On 31.08.2014 08:24, Nick Coghlan wrote:
To answer David's specific question, the existing knobs at the OpenSSL level (SSL_CERT_DIR and SSL_CERT_FILE ) let people add an internal CA, opt out of the default CA system, and trust *specific* self-signed certs.
This works only on Unix platforms iff SSL_CERT_DIR and SSL_CERT_FILE are both set to a non-empty string that points to non-existing files or something like /dev/null.
On Windows my enhancement will always cause the system trust store to kick in. There is currently no way to disable the Windows system store for ssl.create_default_context() and ssl._create_stdlib_context() with the functions' default arguments.
On Mac OS X the situation is even more obscure. Apple's OpenSSL binaries are using Apple's Trust Evaluation Agent. You have to set OPENSSL_X509_TEA_DISABLE=1 in order to prevent the agent from adding trusted certs from OSX key chain. Hynek Schlawack did a deep dive into it. https://hynek.me/articles/apple-openssl-verification-surprises/
A Python-specific user level cert store is something that could be developed as a PyPI library for Python 2.7.9+ and 3.4+ (Is cert management considered in scope for cryptography.io? If so, that could be a good home).

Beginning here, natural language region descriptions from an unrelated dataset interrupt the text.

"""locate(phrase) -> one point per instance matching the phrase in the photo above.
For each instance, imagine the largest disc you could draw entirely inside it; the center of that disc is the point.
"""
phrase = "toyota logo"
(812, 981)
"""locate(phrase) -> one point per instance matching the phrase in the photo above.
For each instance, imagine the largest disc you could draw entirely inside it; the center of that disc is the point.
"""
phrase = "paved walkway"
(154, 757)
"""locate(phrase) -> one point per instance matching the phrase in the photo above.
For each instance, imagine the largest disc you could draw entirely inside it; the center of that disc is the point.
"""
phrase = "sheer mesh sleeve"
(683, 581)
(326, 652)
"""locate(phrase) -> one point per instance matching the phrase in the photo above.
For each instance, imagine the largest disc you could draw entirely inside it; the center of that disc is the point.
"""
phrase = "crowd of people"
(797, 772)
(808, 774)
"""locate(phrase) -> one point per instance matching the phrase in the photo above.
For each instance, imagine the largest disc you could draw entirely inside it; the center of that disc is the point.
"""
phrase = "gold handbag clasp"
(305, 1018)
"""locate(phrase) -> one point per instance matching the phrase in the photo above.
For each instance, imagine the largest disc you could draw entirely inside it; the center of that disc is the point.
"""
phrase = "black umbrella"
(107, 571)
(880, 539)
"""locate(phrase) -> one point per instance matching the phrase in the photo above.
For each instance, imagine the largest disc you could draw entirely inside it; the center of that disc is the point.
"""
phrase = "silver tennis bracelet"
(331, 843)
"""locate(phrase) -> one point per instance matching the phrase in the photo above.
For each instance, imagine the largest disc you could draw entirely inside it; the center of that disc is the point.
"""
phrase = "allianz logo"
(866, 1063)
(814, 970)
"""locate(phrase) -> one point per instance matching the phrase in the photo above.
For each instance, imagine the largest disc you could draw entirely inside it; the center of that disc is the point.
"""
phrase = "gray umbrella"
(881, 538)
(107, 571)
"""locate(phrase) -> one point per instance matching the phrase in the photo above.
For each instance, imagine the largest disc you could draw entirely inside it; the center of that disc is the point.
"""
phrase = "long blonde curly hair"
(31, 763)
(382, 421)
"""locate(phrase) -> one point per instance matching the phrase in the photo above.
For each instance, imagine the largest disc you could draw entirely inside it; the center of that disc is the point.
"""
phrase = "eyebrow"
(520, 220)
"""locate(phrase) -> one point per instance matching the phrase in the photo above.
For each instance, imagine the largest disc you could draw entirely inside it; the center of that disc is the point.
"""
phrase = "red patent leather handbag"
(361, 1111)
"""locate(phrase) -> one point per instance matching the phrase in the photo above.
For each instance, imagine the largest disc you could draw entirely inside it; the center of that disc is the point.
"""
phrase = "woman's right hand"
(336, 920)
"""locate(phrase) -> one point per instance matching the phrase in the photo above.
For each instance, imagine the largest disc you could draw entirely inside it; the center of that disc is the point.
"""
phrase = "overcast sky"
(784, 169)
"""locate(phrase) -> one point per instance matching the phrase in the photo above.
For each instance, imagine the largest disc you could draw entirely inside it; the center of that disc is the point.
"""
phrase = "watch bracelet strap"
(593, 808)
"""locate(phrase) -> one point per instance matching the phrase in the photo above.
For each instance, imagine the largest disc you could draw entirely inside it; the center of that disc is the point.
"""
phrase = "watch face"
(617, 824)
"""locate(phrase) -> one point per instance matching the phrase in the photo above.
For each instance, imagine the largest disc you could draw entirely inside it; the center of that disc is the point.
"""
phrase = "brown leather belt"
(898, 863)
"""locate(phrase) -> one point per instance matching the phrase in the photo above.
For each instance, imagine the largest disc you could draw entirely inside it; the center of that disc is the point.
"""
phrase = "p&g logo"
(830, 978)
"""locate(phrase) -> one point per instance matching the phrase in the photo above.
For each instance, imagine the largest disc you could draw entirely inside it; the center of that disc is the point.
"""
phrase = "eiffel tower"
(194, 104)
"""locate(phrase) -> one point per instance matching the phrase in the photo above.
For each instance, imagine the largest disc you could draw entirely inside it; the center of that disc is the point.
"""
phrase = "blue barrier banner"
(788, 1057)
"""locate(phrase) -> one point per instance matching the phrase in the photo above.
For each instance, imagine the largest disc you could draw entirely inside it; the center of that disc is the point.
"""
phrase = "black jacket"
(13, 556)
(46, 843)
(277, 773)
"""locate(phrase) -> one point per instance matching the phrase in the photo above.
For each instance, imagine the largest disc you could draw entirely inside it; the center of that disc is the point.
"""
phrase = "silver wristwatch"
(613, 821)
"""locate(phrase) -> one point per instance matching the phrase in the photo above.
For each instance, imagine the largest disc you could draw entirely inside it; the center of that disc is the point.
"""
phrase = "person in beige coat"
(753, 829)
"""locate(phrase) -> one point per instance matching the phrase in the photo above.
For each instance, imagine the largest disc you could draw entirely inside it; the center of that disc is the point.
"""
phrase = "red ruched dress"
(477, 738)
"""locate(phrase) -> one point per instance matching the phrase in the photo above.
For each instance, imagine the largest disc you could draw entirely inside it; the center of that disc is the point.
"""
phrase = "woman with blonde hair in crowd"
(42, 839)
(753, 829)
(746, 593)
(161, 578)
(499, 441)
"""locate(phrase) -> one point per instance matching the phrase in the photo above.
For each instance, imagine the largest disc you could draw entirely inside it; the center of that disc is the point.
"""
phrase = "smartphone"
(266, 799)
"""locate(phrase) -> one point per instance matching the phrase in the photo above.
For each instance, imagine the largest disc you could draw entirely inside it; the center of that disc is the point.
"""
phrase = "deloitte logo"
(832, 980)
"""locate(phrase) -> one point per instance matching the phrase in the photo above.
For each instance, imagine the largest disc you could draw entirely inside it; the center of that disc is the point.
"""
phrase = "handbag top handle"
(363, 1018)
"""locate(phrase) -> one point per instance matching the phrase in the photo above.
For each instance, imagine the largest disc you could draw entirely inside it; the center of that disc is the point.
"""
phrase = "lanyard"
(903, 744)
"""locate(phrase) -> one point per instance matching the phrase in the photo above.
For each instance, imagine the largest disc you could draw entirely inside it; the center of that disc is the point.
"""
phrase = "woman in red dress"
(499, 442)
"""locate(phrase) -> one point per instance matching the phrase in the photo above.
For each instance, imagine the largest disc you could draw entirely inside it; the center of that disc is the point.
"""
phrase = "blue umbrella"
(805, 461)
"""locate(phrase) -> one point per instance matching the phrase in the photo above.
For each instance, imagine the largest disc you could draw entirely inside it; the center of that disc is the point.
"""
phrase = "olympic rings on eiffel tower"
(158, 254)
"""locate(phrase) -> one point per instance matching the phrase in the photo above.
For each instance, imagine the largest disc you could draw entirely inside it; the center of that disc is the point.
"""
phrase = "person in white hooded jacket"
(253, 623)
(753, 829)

Python's SSL module is lacking some functionalities in order to implement a fully functional cert store.
* no verify hook to verify each certificate in the chain like
https://www.openssl.org/docs/ssl/SSL_CTX_set_cert_verify_callback.html http://linux.die.net/man/3/x509_store_ctx_set_verify_cb /api/ssl.html#OpenSSL.SSL.Context.set_verify
* no way to get the full cert chain including the root certificate.
* no API to get the subject public key information (SPKI). The SPKI hash can be used to identify a certificate. For example it's used in Google's CRLSet. http://dev.chromium.org/Home/chromium-security/crlsets
* the cert validation exception could use some additional information.
There are probably some more things mising. An X509 object would help, too.